Fixed dose ketamine for prehospital management of hyperactive delirium with severe agitation

In the prehospital setting, undifferentiated patients presenting with hyperactive delirium with severe agitation (HDSA) may be acutely disoriented, restless, aggressive, hyperthermic, and a risk to themselves or others [1,2]. These patients may initially require sedating medications for stabilization and transport to the hospital [3]. Antipsychotics and benzodiazepines, often considered first-line medications for sedation, may not be optimal for such patients because of their time of onset and potential adverse effects, including respiratory depression and loss of airway control [1,3,4].

Ketamine has been shown to more rapidly provide sufficient sedation within three-to-five minutes when administered via intramuscular (IM) injection, when compared to midazolam and haloperidol [3,[5], [6], [7]]. Ketamine is a schedule III non-narcotic that can be used to provide rapid sedation with preserved respiratory function through antagonism of glutamate N-methyl-d-aspartate receptors in the central nervous system, inducing a dissociated state resulting in analgesia and amnesia [8,9]. Use of ketamine for patients exhibiting signs of HDSA in the prehospital environment is considered off-label, therefore no standardized FDA approved dosing scheme exists for this indication [6,10]; however, a weight-based dose of 3–5 mg/kg of ketamine is commonly cited in the literature [6,9,11,12].

The prehospital use of ketamine in patients with altered mentation or for behavioral conditions is rare; a systematic review reported ketamine use for profound agitation in 6 out of every 10,000 patients [13]. Assessing a patient's weight and calculating the correct weight-based dose may be challenging, especially during an emergency [11,[14], [15], [16]]. Much of the existing literature regarding weight-based dosing is based on the pediatric population [15,[17], [18], [19]]. The requirement for emergency medical services (EMS) personnel to ascertain adult weights and administer appropriate weight-based dosages arises less frequently but remains equally demanding [14,20].

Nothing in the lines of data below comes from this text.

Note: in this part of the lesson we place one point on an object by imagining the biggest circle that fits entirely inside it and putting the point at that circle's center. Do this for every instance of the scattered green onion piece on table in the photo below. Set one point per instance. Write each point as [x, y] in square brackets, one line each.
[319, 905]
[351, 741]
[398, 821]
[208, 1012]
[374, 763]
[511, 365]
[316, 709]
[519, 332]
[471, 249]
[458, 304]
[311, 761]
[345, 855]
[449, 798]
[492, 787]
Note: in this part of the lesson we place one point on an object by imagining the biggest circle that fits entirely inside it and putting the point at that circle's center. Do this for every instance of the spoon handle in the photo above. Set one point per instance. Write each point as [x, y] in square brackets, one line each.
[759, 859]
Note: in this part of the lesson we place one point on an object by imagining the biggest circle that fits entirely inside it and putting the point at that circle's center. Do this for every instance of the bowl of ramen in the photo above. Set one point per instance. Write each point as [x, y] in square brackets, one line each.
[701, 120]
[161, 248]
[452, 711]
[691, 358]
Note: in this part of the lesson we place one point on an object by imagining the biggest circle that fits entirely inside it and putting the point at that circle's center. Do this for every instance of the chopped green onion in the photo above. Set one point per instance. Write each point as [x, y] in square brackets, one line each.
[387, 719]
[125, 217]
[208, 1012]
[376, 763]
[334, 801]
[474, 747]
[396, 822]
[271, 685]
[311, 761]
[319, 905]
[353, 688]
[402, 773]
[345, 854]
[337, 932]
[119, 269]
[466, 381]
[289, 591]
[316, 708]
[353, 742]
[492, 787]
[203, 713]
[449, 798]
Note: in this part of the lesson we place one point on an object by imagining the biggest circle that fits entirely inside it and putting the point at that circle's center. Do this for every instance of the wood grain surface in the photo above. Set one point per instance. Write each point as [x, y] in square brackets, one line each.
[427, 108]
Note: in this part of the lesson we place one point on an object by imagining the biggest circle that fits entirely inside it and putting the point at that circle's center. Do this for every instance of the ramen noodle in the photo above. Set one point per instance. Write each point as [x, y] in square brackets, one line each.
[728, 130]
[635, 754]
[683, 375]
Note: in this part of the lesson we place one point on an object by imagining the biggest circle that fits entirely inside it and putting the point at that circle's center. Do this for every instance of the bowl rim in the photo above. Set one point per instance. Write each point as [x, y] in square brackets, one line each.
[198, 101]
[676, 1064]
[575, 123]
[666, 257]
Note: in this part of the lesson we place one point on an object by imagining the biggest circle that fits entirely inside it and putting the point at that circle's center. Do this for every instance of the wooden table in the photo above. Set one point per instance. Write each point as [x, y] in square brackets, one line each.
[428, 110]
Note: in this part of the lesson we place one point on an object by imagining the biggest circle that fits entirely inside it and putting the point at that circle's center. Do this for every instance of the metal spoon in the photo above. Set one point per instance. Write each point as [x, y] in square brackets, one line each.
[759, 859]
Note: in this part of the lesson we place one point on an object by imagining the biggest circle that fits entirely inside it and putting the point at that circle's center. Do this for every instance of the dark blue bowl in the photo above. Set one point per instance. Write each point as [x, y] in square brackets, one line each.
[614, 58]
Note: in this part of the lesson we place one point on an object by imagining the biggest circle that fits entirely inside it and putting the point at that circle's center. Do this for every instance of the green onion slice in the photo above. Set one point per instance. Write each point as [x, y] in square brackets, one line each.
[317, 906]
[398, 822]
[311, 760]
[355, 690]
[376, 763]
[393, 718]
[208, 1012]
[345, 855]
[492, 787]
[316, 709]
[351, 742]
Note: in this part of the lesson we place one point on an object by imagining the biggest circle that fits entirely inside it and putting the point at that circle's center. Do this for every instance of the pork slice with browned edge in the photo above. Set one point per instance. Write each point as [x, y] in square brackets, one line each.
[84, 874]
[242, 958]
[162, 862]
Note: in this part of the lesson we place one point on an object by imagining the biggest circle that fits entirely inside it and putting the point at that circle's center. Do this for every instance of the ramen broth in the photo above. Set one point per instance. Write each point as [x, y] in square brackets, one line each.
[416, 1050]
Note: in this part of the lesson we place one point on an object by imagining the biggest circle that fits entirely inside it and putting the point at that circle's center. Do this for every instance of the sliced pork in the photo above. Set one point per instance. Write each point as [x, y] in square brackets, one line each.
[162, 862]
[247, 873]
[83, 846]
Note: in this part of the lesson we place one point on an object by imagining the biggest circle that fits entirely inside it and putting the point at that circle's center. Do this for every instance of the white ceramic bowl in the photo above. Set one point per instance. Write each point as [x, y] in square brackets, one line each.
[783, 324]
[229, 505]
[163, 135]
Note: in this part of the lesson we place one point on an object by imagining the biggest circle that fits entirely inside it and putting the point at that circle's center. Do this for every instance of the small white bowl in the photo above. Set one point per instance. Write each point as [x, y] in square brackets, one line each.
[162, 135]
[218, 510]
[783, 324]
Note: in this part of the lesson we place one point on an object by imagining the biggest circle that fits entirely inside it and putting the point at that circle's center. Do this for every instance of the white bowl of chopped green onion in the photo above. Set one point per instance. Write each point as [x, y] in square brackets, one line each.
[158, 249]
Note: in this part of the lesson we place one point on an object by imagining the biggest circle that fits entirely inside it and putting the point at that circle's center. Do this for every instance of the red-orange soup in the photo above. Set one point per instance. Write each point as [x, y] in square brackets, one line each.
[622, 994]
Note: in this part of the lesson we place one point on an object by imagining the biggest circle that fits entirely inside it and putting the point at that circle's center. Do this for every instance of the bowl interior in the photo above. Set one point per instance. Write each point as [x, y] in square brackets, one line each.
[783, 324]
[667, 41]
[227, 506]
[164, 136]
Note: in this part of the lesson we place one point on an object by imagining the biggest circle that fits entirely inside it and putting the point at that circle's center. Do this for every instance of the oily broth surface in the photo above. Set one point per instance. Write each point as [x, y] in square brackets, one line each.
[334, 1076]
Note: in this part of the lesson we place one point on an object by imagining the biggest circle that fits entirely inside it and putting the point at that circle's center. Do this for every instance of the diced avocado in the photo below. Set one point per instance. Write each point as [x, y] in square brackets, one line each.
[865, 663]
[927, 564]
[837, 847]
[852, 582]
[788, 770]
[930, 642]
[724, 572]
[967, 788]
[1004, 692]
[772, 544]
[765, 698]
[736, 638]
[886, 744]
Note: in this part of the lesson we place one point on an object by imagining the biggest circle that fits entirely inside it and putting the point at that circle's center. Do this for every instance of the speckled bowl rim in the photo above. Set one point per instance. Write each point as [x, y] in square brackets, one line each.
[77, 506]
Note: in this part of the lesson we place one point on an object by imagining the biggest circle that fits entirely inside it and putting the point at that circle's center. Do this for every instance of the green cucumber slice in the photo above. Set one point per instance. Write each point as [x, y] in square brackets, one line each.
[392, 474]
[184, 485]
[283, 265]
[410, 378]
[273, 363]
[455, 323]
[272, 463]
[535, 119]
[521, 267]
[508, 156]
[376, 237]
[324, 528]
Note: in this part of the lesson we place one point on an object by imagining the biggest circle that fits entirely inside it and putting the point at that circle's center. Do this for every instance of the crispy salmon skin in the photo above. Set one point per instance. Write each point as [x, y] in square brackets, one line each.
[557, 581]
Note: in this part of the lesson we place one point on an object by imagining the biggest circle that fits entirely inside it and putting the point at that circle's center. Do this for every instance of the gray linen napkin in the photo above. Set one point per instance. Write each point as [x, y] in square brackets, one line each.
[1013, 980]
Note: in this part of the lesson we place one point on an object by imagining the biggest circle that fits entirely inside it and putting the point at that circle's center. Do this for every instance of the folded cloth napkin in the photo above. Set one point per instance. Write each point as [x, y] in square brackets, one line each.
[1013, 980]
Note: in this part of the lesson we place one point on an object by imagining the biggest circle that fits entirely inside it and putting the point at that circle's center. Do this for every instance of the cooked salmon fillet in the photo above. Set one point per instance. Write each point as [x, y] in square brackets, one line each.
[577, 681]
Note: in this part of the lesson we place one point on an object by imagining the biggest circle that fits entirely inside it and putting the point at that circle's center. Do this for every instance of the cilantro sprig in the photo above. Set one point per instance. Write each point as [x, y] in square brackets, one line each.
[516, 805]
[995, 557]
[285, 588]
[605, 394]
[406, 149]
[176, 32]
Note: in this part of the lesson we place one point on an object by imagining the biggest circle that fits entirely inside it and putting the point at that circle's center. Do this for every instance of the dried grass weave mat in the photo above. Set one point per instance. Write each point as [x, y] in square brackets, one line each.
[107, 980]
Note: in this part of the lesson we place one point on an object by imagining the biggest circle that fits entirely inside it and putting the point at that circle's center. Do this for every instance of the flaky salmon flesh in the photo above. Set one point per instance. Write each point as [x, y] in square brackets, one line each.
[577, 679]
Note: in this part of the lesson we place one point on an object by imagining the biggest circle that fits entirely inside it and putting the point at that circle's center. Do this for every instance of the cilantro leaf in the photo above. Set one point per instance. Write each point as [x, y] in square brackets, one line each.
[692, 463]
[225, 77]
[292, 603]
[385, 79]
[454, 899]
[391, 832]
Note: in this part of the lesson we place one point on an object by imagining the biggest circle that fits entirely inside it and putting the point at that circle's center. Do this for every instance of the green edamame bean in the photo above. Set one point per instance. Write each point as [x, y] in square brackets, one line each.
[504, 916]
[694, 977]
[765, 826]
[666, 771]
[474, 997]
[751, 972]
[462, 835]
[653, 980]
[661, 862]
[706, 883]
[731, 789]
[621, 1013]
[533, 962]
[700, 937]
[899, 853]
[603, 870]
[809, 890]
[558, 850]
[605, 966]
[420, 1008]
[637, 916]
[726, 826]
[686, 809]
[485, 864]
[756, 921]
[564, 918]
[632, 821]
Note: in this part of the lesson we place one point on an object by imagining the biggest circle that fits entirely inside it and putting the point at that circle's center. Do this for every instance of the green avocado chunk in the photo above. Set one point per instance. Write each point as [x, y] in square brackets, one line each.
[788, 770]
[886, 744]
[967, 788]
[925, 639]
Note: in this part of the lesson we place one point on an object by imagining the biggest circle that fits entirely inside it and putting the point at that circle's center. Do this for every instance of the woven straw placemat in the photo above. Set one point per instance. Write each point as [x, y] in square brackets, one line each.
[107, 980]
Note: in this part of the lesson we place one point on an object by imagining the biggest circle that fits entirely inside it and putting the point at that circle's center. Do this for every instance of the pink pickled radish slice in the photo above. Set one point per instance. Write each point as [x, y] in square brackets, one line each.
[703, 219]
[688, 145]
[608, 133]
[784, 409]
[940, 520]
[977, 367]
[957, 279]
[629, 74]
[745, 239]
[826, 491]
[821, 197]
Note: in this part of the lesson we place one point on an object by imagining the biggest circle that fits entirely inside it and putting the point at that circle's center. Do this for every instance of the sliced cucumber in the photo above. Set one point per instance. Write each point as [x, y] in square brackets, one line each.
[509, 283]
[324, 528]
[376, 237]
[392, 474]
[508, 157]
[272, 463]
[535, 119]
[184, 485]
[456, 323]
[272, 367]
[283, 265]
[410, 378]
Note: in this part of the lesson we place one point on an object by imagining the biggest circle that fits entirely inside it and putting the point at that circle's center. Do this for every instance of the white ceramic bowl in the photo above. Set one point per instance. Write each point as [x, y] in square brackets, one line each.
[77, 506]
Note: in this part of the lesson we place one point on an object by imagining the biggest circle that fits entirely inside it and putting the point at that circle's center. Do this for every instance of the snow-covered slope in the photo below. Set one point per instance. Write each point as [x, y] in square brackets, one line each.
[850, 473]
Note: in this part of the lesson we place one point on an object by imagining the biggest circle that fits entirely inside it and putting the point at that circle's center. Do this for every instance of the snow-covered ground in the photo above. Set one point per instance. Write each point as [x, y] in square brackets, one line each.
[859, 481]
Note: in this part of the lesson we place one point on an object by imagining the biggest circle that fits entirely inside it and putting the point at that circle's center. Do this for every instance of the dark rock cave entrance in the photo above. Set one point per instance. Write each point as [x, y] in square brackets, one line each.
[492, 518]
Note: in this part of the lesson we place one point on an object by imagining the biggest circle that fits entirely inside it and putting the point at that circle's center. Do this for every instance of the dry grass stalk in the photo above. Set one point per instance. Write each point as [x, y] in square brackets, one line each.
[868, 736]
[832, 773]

Paramedics faced with patients displaying signs of HDSA contend with multiple stressors, which may result in task saturation. Conventional dosing protocols may exacerbate this cognitive strain by requiring weight estimation and arithmetic computations [11,15,16,20]. To reduce cognitive load, certain medication administration protocols have the potential to be refined for time-sensitive emergencies to accelerate delivery speed and alleviate the cognitive burden on EMS personnel [15,21]. Refined protocols have the potential to enhance patient safety, mitigate the risk of medication dosing errors, and streamline the administration of therapeutic medications [15,21].

The New York State Collaborative EMS Protocols call for a fixed dose of 250 mg IM on standing order for the treatment of agitated adult patients who are extremely combative and are at immediate risk of causing physical harm to themselves and/or others [22]. The primary objective of this study was to determine the safety of a 250 mg fixed dose protocol by evaluating the frequency of adverse events following pre-hospital ketamine administration for HDSA. The secondary objectives were to describe the characteristics of these ketamine-related adverse events, to assess their impact on patient outcomes, and to determine the corresponding weight-based dose in a cohort of prehospital patients with severe agitation.